O gözler ki aynı zamanda engin bir sabırsızlık dünyasını da aktarıyor, Bertrem’e zamanın hakikaten var, olduğunu hatırlatıyordu. Bu arada onlar konuşurken tarihin koca dakikaları da kaydedilmeksizin geçip gidiyordu. “Bağışlayın beni, Üstad!” dedi Bertrem ve derin bir saygıyla eğilip aceleyle gerileyerek çalışma odasından çıkarken kapıyı sessizce kapatmayı da ihmal etmedi. Bir kez dışarı çıkınca terle parlayan başını bir bezle silerek Palanthas’ın Büyük Kütüphanesi’nin sessiz, mermer koridorlarından hızla seyirtti. Astinus şahsi ikametgâhının kapısında duraksayarak bakışlarını içerde oturan kadına çevirdi. Tarihçinin Büyük Kütüphane’nin batı kanadında bulunan ikametgâhı küçüktü ve kütüphanedeki tüm diğer odalar gibi duvarlardaki rafları dolduran ve ortada kalan yaşam alanına aynı yüzyıllar boyunca kilitli kalmış bir mozole gibi hafif bir küf kokusu veren her cinsten ve her türlü cilde sahip kitaplarla doluydu. Mobilya az ve eskiydi. Son derece zarafetle oyulmuş ahşap sandalyeler sert ve rahatsızdı. Pencere yanında duran, bezemesiz ve üzeri bomboş, fazlasıyla sade görünen sehpanın pürüzsüz, siyah yüzeyi kavuşan güneşin ışınlarını yansıtıyordu. Odadaki her şey mükemmel bir düzen içindeydi.

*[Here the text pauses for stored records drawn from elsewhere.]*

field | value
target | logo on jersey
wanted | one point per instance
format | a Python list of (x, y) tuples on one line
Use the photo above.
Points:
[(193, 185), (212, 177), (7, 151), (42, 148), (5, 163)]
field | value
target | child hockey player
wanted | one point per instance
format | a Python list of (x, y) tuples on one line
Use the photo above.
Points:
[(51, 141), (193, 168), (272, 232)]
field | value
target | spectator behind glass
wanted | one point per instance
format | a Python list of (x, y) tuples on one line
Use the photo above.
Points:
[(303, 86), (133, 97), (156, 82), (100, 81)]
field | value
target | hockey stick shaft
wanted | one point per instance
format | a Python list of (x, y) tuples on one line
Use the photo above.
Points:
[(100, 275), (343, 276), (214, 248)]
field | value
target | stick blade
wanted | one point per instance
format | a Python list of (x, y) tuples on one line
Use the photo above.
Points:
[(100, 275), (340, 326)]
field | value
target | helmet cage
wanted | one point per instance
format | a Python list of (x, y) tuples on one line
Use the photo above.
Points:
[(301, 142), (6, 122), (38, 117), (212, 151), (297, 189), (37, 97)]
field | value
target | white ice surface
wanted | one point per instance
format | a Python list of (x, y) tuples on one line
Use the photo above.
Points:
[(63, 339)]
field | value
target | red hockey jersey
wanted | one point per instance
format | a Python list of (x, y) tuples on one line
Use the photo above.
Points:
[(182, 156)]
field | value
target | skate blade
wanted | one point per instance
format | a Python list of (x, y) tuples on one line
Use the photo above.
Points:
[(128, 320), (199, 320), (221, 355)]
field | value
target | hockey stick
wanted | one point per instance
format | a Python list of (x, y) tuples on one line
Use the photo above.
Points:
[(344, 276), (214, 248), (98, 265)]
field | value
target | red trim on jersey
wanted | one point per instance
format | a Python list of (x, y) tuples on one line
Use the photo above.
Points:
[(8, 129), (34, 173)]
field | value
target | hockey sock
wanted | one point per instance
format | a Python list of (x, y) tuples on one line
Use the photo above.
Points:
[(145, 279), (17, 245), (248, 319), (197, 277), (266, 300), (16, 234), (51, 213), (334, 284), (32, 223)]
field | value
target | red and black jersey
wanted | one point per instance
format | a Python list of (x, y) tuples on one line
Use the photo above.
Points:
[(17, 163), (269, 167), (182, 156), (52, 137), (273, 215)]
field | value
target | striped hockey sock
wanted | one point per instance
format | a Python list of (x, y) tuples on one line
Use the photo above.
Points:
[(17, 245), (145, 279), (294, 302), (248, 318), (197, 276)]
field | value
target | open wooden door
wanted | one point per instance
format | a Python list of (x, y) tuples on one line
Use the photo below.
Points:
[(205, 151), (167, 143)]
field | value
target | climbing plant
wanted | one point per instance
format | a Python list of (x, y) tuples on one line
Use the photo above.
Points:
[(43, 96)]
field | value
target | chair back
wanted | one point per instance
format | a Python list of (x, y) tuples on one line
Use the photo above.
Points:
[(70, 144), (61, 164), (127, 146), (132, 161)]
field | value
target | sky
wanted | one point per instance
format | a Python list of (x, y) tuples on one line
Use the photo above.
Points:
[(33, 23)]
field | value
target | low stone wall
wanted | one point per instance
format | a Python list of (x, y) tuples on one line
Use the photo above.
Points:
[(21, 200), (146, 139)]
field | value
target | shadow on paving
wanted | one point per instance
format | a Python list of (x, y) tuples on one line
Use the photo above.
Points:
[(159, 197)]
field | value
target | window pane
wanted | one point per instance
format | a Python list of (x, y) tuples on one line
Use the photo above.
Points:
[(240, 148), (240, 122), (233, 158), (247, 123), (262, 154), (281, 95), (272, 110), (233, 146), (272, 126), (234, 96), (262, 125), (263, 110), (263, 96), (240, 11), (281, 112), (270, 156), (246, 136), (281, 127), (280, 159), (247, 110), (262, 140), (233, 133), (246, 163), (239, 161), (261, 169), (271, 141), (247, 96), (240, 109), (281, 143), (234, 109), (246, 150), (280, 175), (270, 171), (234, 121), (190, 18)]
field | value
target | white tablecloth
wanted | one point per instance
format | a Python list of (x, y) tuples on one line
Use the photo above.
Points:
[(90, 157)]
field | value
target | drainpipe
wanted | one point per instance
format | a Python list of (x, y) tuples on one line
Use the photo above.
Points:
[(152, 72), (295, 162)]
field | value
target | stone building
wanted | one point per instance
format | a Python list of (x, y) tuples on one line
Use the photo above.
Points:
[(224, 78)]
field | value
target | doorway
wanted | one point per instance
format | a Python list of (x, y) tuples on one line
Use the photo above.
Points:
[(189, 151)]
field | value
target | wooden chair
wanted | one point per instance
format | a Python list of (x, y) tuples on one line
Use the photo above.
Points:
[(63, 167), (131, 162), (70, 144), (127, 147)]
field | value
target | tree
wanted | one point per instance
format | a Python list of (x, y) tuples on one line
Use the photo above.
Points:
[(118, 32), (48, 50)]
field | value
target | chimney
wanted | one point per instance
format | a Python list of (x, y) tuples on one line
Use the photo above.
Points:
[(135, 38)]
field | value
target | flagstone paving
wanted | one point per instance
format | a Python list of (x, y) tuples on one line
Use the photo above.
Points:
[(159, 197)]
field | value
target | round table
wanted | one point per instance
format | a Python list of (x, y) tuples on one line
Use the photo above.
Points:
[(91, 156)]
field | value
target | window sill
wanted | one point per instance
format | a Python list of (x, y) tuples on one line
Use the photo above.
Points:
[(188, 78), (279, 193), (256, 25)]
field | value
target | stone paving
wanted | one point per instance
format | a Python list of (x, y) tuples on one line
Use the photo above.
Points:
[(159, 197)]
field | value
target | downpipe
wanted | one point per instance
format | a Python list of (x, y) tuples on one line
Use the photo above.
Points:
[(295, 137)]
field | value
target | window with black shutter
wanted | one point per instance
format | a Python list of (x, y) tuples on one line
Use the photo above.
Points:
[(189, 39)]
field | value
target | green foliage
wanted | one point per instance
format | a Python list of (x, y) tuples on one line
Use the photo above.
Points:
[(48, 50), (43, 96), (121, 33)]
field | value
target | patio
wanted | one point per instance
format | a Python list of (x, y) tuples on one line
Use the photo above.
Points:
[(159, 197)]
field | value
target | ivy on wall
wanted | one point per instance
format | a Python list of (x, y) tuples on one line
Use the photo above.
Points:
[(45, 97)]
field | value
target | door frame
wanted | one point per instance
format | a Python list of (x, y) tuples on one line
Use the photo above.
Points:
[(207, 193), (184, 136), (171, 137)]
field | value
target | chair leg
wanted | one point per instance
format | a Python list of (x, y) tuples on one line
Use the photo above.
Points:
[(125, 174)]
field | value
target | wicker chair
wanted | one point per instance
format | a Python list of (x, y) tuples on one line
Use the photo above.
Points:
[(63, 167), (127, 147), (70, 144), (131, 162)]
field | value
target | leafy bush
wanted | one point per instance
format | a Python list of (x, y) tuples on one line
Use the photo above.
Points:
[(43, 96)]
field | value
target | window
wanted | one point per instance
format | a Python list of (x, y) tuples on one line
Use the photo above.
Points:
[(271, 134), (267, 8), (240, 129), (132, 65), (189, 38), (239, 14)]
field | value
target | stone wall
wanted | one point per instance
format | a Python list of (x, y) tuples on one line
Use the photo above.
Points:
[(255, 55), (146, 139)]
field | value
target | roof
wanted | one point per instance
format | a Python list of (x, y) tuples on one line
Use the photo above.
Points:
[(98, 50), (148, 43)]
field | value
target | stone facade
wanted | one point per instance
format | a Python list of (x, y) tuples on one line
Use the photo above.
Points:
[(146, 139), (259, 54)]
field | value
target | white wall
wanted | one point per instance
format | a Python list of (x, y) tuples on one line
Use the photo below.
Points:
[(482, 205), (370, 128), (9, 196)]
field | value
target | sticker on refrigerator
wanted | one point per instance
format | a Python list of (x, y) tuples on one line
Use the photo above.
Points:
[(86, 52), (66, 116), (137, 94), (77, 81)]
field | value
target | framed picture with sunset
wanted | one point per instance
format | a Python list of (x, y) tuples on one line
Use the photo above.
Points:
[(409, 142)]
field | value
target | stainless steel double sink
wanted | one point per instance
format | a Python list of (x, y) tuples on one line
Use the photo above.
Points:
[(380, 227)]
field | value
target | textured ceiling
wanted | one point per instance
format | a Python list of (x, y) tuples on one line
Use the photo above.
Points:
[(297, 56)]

Hatta akşam ateşi için çatılmış odunlar bile -Krynn’in bu kadar kuzeyinde dahi baharın son günlerinin geceleri serin oluyordu- o kadar muntazam sıralanmıştı ki bir ölü yakma seremonisi için hazırlanmışa benziyorlardı. Yine de hem serin, hem bozulmadan kalmış, hem de sadeydi, tarihçinin şahsi bölümü; aslında bu oda, elleri kucağında kavuşmuş bekleyerek oturan kadının buz gibi havasını, bozulmamış halini ve saf güzelliğini yansıtmaktan başka bir şey yapmıyordu. Tarinius’lu Crysania sabırla bekliyordu. Ne kıpırdıyor, ne iç çekiyor, ne de odanın köşesinde duran suyla işleyen zaman aletine bakıyordu. Bir şey de okumuyordu fakat Astinus, Bertrem’in ona okuması için bir şeyler vermiş olduğuna emindi.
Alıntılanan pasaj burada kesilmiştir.